Date of Award

6-18-2021

Publication Type

Master Thesis

Degree Name

M.Sc.

Department

Great Lakes Institute for Environmental Research

First Advisor

Aaron T. Fisk

Second Advisor

Graham D. Raby

Rights

info:eu-repo/semantics/openAccess

Abstract

There exists potential to better understand ecology through physiological measurements in fish. By bridging the gap between ecology and physiology we can better understand fish and the challenges they face in a changing climate. However, to do so we also need to be able to more successfully make physiological measurements in free-swimming fish. To examine the relationship between physiology and ecology in fish, I looked at two species, bowfin (Amia calva) and largemouth bass (Micropterus salmoides), two phylogenetically distant fish that share preferred habitat and prey but are physiologically very different. Fish were given heart rate loggers and after a 24-hour period of recovery were exposed to a stressor to collect an elevated heart rate before being sealed in respirometry chambers to collect oxygen consumption rate data simultaneously for the remainder of the trial. Proceeding each trial, muscle and liver tissue samples were collected from each fish. Calibrations of heart and oxygen consumption rate data revealed a weak relationship between the two in largemouth bass which exhibited a greater range in heart rate than bowfin did.

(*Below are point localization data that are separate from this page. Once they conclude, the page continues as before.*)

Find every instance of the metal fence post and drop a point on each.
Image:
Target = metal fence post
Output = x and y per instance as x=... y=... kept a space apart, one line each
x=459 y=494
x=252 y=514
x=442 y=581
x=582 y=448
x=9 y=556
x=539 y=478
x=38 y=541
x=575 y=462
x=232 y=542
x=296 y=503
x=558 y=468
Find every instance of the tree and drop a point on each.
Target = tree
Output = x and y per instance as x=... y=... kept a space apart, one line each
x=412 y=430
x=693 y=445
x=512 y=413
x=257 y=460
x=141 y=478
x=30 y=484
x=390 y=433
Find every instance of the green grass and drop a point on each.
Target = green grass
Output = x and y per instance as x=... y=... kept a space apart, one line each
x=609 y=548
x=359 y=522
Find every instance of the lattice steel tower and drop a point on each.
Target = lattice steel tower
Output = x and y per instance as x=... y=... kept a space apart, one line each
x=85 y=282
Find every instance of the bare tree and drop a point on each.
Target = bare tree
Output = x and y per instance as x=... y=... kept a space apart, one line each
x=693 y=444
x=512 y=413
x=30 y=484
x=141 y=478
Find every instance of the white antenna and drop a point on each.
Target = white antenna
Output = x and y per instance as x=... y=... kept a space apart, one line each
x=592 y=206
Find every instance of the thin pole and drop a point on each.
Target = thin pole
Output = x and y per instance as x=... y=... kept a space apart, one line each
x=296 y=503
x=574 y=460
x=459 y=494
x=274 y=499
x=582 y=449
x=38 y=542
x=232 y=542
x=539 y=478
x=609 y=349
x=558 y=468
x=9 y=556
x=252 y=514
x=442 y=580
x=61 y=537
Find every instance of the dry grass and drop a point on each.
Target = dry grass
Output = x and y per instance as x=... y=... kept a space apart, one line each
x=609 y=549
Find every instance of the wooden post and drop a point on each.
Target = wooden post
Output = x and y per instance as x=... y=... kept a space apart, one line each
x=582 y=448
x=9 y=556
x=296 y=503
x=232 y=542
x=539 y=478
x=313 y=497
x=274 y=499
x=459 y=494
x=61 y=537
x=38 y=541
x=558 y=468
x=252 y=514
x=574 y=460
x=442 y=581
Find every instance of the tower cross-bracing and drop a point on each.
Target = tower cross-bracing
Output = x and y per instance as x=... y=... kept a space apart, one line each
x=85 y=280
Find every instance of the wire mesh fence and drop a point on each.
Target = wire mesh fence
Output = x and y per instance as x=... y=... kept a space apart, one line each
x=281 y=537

Tissue samples collected were run for δ13C and δ15N and all variables were controlled for mass before comparing isotopic values to metabolic rate. No relationships were found between isotopic data and metabolic rate in either species. However, all experiments here took place under a narrow range of conditions and therefore there is promise for future work should these relationships be further explored under a greater range of conditions. If we can establish stronger relationships between these techniques, we can increase the toolbox available for quantifying the role of fish in nature and our understanding of their ecology and physiology through direct field measurements.